The days of dial-up internet and painfully slow computer software may not seem long ago for some, but for others it is simply history.
A YouTube series has laid bare this distinction by confronting baffled 21st century teenagers with technology from the not-so-distant past.
This week, they came up against Windows 95, which was released before they were born.
One girl summed up the general mood: “It’s prehistoric, it’s an old dinosaur.”
Windows 95 was one of the first mass-market operating systems, which, upon its release in August 1995, brought computers into millions of households worldwide.
The Microsoft-developed software had people queuing at midnight to buy it at shops in the UK and came hand-in-hand with the first version of Internet Explorer. The system sold seven million copies in the first five weeks of its release.
But, despite acting as a catalyst for years of future technological development, few of the teenagers in the video had ever seen it in action.
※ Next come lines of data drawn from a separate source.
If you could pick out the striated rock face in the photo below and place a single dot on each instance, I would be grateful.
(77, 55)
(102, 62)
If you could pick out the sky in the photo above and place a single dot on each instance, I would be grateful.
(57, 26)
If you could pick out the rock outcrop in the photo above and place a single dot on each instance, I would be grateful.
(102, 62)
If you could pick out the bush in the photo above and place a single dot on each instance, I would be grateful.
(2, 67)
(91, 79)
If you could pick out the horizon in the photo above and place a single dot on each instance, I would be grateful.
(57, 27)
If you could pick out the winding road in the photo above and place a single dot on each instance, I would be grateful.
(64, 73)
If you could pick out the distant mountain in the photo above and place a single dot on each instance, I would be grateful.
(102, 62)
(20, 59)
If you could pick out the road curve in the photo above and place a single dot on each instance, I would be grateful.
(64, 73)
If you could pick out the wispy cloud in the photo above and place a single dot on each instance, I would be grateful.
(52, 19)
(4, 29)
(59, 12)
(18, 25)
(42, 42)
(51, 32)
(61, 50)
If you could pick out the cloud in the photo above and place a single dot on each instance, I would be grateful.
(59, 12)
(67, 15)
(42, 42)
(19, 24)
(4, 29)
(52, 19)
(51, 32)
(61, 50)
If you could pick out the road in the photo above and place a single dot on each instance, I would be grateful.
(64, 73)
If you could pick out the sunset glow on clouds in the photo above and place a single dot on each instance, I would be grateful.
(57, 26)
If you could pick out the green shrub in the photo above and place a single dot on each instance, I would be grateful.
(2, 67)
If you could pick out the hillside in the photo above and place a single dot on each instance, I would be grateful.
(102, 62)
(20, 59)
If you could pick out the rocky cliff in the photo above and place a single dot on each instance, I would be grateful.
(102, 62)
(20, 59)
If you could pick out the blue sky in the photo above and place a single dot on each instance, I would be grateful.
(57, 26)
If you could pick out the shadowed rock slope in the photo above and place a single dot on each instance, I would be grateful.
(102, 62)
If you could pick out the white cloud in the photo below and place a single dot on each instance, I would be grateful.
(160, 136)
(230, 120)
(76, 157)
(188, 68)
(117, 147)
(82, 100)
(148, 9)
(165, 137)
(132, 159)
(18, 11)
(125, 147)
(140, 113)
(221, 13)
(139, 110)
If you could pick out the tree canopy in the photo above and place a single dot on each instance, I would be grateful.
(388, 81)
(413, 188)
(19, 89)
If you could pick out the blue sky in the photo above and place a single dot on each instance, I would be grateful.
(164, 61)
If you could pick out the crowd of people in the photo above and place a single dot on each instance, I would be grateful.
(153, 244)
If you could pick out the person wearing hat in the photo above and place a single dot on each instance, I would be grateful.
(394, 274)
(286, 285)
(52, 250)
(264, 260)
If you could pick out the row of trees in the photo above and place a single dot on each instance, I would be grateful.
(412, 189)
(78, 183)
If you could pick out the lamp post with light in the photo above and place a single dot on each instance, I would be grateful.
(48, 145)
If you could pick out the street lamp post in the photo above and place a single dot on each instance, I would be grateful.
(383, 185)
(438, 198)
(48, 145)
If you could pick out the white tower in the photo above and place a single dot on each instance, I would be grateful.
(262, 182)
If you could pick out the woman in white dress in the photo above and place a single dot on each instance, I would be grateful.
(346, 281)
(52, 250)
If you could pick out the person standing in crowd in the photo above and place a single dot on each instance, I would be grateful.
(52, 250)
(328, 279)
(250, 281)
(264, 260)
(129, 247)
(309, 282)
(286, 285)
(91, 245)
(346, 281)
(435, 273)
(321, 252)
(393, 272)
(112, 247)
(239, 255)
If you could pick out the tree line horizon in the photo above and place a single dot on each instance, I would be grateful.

In fact, even the computer was the source of some confusion to one boy, who said: “It’s a Dell. Not the singer (Adele), but a Dell.”
Almost all of them then failed to actually turn the machine on – instead repeatedly pressing the button to activate the monitor.
Things were only about to get more complicated, however, when they realised the computers did not have WiFi, but required a dial-up modem.
“Wait, what is a modem?” one perplexed teen tentatively enquired.
Benny Fine, one of the brothers behind the video, told Cnet that the results were “pretty great and also makes you feel quite old”.